Luis Rubiales a fini par présenter sa démission de la présidence de la Fédération royale espagnole de football (RFEF), dimanche 10 septembre. Non sans avoir dénoncé auparavant, dans un communiqué, les pressions de « pouvoirs parallèles » et une « campagne disproportionnée » contre sa personne. Trois semaines ont passé depuis son baiser forcé à la joueuse Jenni Hermoso, après la victoire de la sélection espagnole en finale de la Coupe du monde de football féminin, le 20 août. L’onde de choc provoquée par l’affaire Rubiales n’a cessé de nourrir des dizaines de tribunes de presse, de débats sur les ondes et de commentaires sur les réseaux sociaux en Espagne. Mercredi 6 septembre, Jenni Hermoso a porté plainte pour « agression sexuelle » et, deux jours plus tard, le procureur général de l’Etat a fait de même.

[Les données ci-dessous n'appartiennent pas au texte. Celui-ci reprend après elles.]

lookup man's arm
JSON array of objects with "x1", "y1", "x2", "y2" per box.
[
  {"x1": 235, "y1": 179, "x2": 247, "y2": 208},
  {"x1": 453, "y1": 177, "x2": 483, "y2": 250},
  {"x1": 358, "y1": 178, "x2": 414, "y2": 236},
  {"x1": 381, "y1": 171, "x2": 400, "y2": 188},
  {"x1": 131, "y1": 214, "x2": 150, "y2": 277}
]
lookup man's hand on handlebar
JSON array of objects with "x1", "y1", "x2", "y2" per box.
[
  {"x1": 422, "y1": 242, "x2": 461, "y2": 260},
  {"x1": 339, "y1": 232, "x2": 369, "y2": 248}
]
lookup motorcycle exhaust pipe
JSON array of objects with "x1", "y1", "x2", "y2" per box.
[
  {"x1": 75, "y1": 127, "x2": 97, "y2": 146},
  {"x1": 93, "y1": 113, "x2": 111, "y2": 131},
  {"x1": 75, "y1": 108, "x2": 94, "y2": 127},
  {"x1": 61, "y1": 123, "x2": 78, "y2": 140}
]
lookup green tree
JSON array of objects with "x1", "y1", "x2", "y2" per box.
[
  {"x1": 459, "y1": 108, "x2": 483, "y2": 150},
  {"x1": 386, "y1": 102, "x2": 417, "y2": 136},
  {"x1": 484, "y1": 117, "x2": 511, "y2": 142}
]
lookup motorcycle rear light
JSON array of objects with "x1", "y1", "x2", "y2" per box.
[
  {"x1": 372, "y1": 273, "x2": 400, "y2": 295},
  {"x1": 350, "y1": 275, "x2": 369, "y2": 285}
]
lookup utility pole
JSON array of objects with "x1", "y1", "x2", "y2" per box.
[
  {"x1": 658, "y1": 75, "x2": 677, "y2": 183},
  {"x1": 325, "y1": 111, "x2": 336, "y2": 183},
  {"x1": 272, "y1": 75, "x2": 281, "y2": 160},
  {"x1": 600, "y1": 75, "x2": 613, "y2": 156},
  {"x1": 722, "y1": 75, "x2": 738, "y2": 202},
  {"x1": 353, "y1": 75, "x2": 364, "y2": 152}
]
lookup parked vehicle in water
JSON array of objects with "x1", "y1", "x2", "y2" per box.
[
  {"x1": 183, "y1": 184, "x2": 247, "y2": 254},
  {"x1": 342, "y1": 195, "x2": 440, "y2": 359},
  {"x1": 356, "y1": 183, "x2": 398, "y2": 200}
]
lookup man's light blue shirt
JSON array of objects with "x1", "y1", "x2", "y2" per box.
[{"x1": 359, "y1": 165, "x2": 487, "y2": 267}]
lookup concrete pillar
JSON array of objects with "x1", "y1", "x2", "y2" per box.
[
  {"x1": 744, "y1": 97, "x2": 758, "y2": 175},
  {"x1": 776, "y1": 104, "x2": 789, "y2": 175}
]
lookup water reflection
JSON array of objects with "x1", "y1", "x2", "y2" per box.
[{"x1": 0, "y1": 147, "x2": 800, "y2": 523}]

Si Luis Rubiales s’était excusé auprès de la joueuse et de la société, il est très probable que l’affaire n’aurait pas pris de telles proportions. S’il avait proposé sa démission, conscient que son comportement reflétait de façon intolérable un machisme dépassé, exhibé du haut de sa position de pouvoir, le débat aurait sans doute été rapidement clos. Non seulement le dirigeant sportif espagnol n’a pas assumé ses responsabilités, mais il a nié les faits et brandi l’étendard de l’antiféminisme pour se défendre. Ce n’est pas anodin.

Si l’Espagne est devenue, ces vingt dernières années, l’un des pays d’Europe où la lutte féministe est la plus vigoureuse et où les avancées en matière d’égalité et de lutte contre les violences faites aux femmes ont été les plus grandes, le royaume est aussi en proie à un backlash dont le parti d’extrême droite Vox est l’incarnation. Prompt à qualifier les féministes de « féminazies », le parti créé en 2013 en a fait les principales cibles de ses attaques. Il s’oppose aux lois contre les violences de genre et aux tribunaux spécialisés dans les féminicides, mais aussi aux quotas en politique ou au droit à l’avortement.

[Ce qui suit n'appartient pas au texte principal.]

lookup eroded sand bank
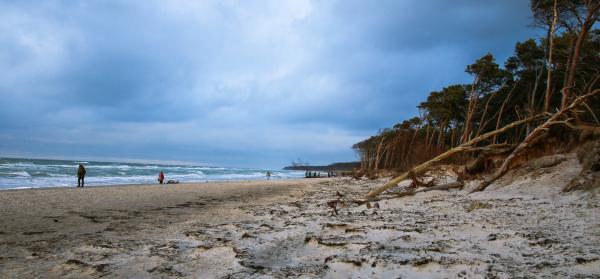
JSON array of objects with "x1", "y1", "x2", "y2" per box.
[{"x1": 0, "y1": 158, "x2": 600, "y2": 278}]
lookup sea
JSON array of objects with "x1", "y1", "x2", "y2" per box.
[{"x1": 0, "y1": 158, "x2": 304, "y2": 190}]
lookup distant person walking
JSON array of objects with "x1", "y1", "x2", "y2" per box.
[
  {"x1": 158, "y1": 171, "x2": 165, "y2": 184},
  {"x1": 77, "y1": 164, "x2": 85, "y2": 187}
]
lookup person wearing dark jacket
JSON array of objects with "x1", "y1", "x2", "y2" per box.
[{"x1": 77, "y1": 164, "x2": 85, "y2": 187}]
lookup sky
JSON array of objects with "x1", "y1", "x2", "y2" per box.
[{"x1": 0, "y1": 0, "x2": 538, "y2": 168}]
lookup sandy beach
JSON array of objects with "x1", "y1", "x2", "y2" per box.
[{"x1": 0, "y1": 157, "x2": 600, "y2": 278}]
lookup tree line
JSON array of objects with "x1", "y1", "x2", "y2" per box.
[{"x1": 353, "y1": 0, "x2": 600, "y2": 173}]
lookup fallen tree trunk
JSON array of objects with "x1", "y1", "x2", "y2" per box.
[
  {"x1": 365, "y1": 114, "x2": 541, "y2": 201},
  {"x1": 471, "y1": 89, "x2": 600, "y2": 193},
  {"x1": 394, "y1": 181, "x2": 465, "y2": 198}
]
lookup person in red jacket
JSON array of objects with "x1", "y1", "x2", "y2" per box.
[
  {"x1": 77, "y1": 164, "x2": 85, "y2": 187},
  {"x1": 158, "y1": 171, "x2": 165, "y2": 184}
]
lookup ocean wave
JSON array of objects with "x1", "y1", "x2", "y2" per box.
[{"x1": 3, "y1": 171, "x2": 31, "y2": 177}]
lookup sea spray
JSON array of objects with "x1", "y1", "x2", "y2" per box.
[{"x1": 0, "y1": 158, "x2": 304, "y2": 189}]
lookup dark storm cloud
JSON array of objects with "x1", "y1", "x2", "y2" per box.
[{"x1": 0, "y1": 0, "x2": 534, "y2": 166}]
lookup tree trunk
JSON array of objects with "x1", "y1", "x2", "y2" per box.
[
  {"x1": 365, "y1": 116, "x2": 537, "y2": 201},
  {"x1": 544, "y1": 0, "x2": 558, "y2": 112},
  {"x1": 471, "y1": 89, "x2": 600, "y2": 193},
  {"x1": 461, "y1": 77, "x2": 479, "y2": 143}
]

« Ne soyons pas complexés »

Certes, l’indignation face au comportement de Luis Rubiales et le soutien à Jenni Hermoso ont été massifs, mais ils sont loin d’avoir été unanimes. L’affaire Rubiales a déchaîné sur les réseaux sociaux les commentaires machistes, remettant en cause les propos de la joueuse, minimisant le comportement de l’ancien président de la RFEF, ou dénonçant une prétendue « dictature féministe » sous le hashtag Yoconrubiales (« moi avec Rubiales »).

Dans un pays à la pointe du féminisme, l’affaire Rubiales met en lumière les résidus d’une société patriarcale en cours de démolition. L’ancien dirigeant du football espagnol a fait pression sur la joueuse pour qu’elle le soutienne, a traité d’« imbéciles » ceux qui étaient outrés, qualifié de « conneries » leurs critiques. Surtout, il n’a cessé de manipuler les faits, avant de se présenter, le 25 août, comme la victime d’un « faux féminisme », qui serait « l’un des grands fléaux » de l’Espagne.